Avant d’être en compétition, les partis sont d’abord, tous, sans aucune exception, au service de la Tunisie et des citoyens. Avant de compter les places victorieuses, ils doivent travailler pour souder un peuple qui n’a pas encore fêté la victoire sur la tyrannie. Avant de se lancer dans les calculs politiciens, ils feraient mieux de donner le goût de l’engagement à un peuple qui a déserté les responsabilités citoyennes et les arcanes du pouvoir depuis belle lurette. Avant d’imposer sa propre ligne directrice, ils doivent fédérer les énergies pour opérer des sauts conceptuels et mobiliser les citoyens autour d’un nouveau schéma mental capable de hisser la Tunisie vers les meilleures places.
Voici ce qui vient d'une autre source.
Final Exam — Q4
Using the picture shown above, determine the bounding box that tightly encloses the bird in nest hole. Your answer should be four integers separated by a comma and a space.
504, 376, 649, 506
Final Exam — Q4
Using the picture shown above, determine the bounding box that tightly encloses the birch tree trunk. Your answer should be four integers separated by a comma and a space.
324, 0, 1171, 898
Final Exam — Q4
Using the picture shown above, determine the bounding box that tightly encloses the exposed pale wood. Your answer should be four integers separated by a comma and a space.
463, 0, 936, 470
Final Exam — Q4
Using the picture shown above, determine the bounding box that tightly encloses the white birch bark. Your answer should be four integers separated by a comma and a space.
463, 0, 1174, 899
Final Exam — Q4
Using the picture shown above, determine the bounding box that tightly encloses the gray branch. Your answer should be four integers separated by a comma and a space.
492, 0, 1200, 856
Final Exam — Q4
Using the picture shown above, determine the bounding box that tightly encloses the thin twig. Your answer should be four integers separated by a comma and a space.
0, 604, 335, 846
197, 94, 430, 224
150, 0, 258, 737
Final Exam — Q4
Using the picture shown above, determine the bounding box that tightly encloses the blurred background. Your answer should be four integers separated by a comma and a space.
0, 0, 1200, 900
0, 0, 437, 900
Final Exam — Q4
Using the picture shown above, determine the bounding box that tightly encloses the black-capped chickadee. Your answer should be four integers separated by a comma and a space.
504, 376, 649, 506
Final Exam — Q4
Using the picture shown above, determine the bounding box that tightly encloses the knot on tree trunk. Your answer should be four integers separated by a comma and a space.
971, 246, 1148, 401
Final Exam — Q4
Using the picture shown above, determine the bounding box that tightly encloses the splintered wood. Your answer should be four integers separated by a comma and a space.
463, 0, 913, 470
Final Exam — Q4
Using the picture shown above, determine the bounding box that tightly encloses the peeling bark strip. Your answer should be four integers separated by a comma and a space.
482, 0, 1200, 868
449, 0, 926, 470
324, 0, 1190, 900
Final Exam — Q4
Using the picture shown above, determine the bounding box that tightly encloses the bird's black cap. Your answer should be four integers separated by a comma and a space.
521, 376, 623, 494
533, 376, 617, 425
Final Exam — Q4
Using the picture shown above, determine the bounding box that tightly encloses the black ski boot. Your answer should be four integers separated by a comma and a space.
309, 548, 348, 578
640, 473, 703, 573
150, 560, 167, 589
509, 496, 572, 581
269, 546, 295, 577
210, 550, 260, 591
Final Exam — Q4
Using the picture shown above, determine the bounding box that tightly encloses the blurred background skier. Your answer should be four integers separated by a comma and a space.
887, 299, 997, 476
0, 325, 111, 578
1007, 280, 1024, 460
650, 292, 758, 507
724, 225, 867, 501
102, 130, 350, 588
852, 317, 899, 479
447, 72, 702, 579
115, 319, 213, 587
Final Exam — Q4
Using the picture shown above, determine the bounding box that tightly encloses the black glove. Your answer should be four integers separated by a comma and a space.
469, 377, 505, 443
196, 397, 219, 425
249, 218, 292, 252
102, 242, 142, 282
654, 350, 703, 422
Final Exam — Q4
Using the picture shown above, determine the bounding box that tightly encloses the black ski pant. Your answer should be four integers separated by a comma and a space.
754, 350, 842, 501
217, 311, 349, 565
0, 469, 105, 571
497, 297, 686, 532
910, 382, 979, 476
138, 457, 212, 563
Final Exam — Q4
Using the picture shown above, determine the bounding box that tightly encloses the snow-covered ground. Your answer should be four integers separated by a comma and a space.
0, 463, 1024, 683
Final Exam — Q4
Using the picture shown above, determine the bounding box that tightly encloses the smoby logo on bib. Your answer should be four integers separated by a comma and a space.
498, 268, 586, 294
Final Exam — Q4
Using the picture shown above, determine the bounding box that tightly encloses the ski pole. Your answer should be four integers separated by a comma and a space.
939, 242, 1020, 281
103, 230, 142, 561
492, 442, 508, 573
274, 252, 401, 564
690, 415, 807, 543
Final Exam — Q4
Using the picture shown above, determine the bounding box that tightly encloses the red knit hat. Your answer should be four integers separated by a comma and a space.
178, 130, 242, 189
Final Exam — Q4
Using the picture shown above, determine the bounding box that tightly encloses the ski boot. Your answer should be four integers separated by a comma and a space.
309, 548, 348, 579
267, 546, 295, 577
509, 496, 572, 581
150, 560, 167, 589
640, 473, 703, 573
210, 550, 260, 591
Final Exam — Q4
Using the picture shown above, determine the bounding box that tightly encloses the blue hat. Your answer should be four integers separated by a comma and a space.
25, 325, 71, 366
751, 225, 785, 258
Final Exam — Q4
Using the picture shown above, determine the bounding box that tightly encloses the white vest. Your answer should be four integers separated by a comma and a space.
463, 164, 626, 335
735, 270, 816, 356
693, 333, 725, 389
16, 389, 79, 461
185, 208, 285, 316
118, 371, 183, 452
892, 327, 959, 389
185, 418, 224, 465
La responsabilité historique des partis est engagée. Elle n’est pas uniquement une simple consignation d’une signature au bas d’un document, c’est avant tout des actes et des faits visibles par les citoyens. Dans la nouvelle Tunisie, personne ne gouvernera tout seul. Le nouveau système démocratique garantira l’alternance. Chacun goûtera le pouvoir et l’exercera pendant un laps de temps. Les tunisiens sauront ne pas mettre la totalité des pouvoirs entre les mains d’une seule personne. Cette perspective est une grande victoire pour ceux qui n’ont connu que 2 présidents au plus, avec les pouvoirs les plus étendus. Elle a le mérite aussi de dire aux tunisiens que les combats ne sont pas terminés, au contraire, de nouveaux vont être programmés avec de nouveaux enjeux législatifs et présidentiels. Les citoyens tunisiens sauront faire le tri à ce moment-là.

Aucun peuple ne supporte les divisions, même dans les démocraties avancées, les politiques savent trouver des consensus sur des sujets sensibles. Ils savent mettre la main dans la main lorsque l’intérêt général l’exige. Faisons confiance à nous-même. Faisons confiance à notre capacité à se mobiliser pour défendre la plus belle chose que le monde nous envie, notre « soft transition ».

Le dialogue est notre porte de sortie pour construire une Tunisie unie, prospère, moderne, tournée vers l’avant, fière de sa « tunisianité ».